Second Line Studios is a New Orleans based studio company consisting of stages: a digital screening theater, conference rooms, hair and makeup studios, green rooms, storage space, and even onsite catering. The most unique characteristic of this studio, in contrast to older studios, is its effort to be environmentally conscious. A bio-diesel alternative fuel generator powers film production and the studio is a LEED certified complex, among other characteristics that make Second Line Studios a green filming location. In addition to this environmental advantage, Second Line Studios has been gossiped about, but in the good way. When the tax incentives were present, they were know to assist producers in utilizing the incentives to help bring more filming and film industry professionals to Louisiana (“Movie Production Studio New Orleans Louisiana SecondLine.” Movie Production Studio New Orleans Louisiana SecondLine. Web. 07 Apr. 2013).
The ability of these studios to create realistic settings allows producers to decide on filming locations based on resources offered by the workplace, workforce skill located in proximity of the potential filming studio, and tax incentives offered by the state. Second Line Studios supplements these benefits by offering a green filming studio.
Native studios such as Second Line serve a fundamental purpose in pursuit of a thriving film industry.
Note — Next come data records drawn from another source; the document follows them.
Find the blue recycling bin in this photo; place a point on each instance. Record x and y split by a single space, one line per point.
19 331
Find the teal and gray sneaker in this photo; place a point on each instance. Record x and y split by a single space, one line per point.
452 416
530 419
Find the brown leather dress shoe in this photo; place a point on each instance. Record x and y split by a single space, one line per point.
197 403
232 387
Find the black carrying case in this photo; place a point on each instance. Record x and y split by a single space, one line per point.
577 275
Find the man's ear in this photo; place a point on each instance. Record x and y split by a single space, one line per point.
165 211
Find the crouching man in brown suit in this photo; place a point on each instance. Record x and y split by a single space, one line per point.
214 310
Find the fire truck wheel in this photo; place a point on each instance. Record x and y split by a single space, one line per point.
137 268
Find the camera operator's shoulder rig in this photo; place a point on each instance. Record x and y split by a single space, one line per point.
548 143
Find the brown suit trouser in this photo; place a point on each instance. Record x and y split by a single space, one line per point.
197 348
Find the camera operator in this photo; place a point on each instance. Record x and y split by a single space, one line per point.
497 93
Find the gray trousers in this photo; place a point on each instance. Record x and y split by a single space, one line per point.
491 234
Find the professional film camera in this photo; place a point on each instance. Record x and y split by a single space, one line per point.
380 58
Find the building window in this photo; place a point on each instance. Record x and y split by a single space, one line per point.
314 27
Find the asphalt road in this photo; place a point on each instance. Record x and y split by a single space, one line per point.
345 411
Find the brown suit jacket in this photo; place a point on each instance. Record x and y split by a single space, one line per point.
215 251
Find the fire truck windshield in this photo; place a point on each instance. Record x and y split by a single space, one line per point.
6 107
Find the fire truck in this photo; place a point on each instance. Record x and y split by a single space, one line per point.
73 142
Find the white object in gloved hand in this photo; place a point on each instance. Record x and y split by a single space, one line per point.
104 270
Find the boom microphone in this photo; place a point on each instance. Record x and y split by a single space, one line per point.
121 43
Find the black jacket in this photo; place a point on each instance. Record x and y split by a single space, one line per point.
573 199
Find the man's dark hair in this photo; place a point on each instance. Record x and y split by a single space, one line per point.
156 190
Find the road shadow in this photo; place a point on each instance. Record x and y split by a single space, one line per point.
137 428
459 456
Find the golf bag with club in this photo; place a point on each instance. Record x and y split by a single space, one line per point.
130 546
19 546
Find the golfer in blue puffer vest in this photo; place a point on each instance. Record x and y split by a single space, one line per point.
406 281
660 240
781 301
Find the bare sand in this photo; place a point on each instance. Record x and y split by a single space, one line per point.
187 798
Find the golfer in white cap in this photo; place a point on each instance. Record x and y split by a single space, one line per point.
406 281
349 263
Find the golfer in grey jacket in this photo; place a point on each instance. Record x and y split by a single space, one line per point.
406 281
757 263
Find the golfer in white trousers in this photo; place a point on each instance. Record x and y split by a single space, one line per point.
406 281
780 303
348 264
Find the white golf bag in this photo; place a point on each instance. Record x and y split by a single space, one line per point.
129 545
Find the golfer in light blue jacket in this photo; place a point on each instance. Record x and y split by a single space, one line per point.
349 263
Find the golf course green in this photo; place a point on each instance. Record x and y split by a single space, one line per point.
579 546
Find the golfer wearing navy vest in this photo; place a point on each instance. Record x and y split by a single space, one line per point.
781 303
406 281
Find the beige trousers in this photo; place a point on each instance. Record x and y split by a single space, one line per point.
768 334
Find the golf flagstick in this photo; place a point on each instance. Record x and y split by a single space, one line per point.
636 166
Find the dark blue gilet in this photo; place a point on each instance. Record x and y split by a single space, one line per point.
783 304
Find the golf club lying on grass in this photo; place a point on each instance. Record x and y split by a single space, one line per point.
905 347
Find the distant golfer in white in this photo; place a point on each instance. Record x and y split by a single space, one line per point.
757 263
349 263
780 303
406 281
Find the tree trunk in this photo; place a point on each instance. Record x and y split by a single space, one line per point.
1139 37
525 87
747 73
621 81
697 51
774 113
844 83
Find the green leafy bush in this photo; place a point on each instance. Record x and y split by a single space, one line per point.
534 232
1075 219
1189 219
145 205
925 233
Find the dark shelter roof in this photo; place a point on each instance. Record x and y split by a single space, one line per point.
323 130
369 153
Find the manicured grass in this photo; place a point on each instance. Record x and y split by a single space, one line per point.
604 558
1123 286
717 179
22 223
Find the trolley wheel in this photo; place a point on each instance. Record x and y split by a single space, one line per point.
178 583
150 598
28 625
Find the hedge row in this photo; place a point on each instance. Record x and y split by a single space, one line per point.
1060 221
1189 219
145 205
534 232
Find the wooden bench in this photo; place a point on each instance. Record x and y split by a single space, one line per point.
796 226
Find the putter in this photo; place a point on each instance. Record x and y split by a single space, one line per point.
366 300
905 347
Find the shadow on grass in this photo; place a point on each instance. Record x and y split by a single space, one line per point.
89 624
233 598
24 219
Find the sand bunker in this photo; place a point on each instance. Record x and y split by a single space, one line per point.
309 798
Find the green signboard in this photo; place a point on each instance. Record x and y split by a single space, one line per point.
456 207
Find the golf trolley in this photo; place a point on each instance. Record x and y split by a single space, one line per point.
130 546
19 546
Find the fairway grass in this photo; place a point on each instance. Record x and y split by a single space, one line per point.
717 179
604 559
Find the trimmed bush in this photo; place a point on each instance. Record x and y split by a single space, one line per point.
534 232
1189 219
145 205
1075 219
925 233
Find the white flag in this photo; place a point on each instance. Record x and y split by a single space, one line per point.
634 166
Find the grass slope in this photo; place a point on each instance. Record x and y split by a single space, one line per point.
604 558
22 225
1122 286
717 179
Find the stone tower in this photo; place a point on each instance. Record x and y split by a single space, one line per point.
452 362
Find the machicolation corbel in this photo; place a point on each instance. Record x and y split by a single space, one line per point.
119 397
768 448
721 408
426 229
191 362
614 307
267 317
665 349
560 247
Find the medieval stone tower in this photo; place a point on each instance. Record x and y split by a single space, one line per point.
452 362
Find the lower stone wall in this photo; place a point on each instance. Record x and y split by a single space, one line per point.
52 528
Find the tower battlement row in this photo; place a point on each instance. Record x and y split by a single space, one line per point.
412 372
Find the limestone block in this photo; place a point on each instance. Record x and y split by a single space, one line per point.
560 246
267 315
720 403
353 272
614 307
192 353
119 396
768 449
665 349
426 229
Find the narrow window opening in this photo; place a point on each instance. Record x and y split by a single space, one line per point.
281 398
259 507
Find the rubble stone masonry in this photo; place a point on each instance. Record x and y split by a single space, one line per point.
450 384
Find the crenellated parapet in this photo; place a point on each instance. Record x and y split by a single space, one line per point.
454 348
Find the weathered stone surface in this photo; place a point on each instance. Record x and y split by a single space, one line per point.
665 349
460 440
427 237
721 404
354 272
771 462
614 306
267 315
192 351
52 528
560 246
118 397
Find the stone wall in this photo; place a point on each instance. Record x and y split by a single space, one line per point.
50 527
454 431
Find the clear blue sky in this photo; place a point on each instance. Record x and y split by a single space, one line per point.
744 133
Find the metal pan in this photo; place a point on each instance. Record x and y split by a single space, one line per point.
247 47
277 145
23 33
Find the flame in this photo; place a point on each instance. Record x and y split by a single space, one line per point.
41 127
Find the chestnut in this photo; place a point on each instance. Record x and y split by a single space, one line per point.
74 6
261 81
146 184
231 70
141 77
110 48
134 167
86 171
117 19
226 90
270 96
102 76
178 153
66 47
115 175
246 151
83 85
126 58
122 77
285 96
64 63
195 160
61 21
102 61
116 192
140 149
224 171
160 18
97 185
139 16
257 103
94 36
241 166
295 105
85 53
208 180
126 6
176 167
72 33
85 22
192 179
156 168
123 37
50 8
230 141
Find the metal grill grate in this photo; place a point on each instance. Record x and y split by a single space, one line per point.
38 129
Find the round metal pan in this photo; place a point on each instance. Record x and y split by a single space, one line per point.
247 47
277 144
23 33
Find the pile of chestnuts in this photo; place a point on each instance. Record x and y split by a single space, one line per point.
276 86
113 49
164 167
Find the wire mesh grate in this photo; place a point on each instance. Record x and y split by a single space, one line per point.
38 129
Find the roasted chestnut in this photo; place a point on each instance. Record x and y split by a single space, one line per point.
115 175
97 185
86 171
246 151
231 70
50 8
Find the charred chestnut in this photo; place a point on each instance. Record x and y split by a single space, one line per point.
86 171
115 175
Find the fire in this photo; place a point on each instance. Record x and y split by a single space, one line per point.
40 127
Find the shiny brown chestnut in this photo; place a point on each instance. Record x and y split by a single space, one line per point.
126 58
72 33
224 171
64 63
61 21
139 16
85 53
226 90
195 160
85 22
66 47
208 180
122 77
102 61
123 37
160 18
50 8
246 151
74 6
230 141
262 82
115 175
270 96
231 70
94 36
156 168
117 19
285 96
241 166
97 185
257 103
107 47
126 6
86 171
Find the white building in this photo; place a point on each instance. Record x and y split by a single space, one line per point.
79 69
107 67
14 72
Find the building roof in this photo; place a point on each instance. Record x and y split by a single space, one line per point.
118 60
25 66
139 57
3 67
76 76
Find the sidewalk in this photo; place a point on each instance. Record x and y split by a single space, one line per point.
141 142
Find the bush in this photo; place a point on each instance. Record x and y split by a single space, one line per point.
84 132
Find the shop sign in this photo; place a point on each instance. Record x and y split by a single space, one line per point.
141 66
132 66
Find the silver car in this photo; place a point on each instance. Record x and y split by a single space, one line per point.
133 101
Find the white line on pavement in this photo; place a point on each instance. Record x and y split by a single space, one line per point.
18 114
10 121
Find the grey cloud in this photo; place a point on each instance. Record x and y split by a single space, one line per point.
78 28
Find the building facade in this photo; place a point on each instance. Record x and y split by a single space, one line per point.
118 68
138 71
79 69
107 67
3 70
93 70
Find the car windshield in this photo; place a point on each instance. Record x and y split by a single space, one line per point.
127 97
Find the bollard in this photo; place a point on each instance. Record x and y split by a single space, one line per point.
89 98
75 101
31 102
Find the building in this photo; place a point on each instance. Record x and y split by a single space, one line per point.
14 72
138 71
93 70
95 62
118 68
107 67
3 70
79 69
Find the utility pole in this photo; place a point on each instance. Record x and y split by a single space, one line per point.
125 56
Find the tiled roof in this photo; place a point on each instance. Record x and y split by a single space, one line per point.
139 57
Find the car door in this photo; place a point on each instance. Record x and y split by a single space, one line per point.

While transplant production facilities have arrived in Louisiana and have established themselves as the foundation of the New Orleans film economy, homegrown film entrepreneurs will “cement the industry in the state’s overall economy” (Baxter, C. L. (2011). Fiscal and Economic Impact of Louisiana’s Entertainment Incentives. Report for the Louisiana Economic Development Office of Entertainment Industry Development and the Legislative Fiscal Office, pp. 6-7). Recent reports also indicate that the percentage of projects produced by local studios has increased, although transplant production companies still produce the big motion picture projects.